There is a general feeling of hopelessness among the rural areas of Colorado. Police officers are now carrying more Naloxone; a drug that reverses the effects of opioid overdose. Nurses are seeing more cases of come through the ER. The rate of babies becoming addicted is also on the rise.

The resources available in rural areas of Colorado are more scarce in comparison to urban regions. Public officials also have less experience. Furthermore, treatment and recovery centers are few and far between. These factors have led to an increase in opioid addiction. There is even a case being made for the overprescription of medication by doctors in these areas.

Some solutions have been presented, and among those is a program that monitors the amount of prescriptions made by doctors. Physicians now have to log all every time they issue one, allowing the FBI to keep tabs on those who overdo it. In Colorado, Dr. Kenneth Allen Pettine was arrested for handing out prescriptions for cash payments.

The drugs coming from the doctor’s office are contributing to the issue, but are not the main factor. Cheap heroin imports from Mexico are on the rise, to which a stronger law enforcement presence is necessary.

President Donald Trump has vowed to focus on the resolution of the issue. In Colorado, Gov. John Hickenlooper expressed concern over Trump’s Senate bill support. Medicaid allowed close to half a million Colorado residents to have access to treatment programs for drug and alcohol addiction. With Trump’s opposition to Medicaid, locals risk losing those rights.

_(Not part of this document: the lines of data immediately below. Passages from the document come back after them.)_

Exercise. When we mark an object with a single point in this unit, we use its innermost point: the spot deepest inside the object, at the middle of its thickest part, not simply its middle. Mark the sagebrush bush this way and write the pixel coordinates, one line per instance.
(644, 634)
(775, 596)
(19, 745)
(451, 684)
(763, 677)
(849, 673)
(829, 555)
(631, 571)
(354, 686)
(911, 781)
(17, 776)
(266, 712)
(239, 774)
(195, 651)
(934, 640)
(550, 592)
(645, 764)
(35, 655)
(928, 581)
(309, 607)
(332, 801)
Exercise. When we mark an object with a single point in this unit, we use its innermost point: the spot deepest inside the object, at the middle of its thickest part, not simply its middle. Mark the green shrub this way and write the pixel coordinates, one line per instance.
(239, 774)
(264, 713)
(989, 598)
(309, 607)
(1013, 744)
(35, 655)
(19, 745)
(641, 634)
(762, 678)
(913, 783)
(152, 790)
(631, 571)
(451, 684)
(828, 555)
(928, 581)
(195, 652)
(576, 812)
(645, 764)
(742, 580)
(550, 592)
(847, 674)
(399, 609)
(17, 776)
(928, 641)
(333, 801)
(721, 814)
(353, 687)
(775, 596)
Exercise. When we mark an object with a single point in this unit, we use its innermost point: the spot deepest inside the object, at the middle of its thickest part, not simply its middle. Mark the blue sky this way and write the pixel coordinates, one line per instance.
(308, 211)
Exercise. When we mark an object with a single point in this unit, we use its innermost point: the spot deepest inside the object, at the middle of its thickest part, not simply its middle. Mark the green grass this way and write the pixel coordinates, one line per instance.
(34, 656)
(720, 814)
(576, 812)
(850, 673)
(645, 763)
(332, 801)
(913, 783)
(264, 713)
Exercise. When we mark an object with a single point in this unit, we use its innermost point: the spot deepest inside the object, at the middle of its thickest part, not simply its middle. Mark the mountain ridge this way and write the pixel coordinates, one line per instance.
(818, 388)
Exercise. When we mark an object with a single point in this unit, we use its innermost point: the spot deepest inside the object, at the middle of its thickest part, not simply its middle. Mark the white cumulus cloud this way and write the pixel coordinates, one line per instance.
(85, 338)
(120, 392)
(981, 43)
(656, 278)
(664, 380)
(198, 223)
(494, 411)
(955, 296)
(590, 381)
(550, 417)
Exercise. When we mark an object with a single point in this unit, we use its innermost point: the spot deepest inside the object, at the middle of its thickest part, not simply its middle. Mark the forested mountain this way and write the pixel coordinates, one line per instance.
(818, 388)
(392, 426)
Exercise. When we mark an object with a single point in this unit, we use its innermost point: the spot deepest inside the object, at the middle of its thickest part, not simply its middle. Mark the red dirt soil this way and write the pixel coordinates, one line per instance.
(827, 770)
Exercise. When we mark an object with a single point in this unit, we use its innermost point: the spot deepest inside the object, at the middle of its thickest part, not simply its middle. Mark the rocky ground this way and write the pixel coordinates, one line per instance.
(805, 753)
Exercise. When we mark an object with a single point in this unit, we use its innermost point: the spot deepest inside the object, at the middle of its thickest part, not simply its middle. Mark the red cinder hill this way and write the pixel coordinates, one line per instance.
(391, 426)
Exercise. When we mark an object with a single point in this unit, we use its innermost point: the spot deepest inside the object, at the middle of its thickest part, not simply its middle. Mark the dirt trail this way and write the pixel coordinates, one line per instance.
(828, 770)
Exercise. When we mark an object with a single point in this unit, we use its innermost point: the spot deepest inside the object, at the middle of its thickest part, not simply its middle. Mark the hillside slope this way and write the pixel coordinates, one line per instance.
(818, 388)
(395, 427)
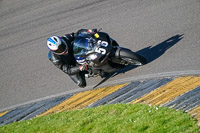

Anne Hazlett, USDA Assistant to the Secretary for Rural Development has stated, “The opioid epidemic is a pivotal challenge for many rural places. More than a health concern, the opioid crisis is an issue of rural prosperity and will take the commitment, collaboration and creativity of a wide range of partners to address.” She has made it her top priority to fight the rise in opioid abuse.

The USDA has announced that they are approaching the issue with ‘dedicated urgency.’ For one, they have launched a website which provides resources for the communities to educate themselves on the problem.

Through the partnership of Secretary of Agriculture Sonny Perdue and Assistant to the Secretary for Rural Development Anne Hazlett, there are three Rural Development programs which provide grants and loans for those communities who need help.

The White House has declared the opioid crisis a national health emergency. They plan on helping these rural communities, first by making telemedicine available. Telemedicine is a video calling service which allows people to consult their provider remotely. Telemedicine seems to be a promising strategy to fighting the crisis.

The reality is that these rural areas need to have a stronger partnership with the government to fight the opioid crisis. More funding is a must. A deep community bond which informs residents of rural areas should be among the main goals. Treatment centers need to be readily available to those suffering from addiction. Above all, more resources need to be dedicated to the prevention of illegal heroin imports from Mexico.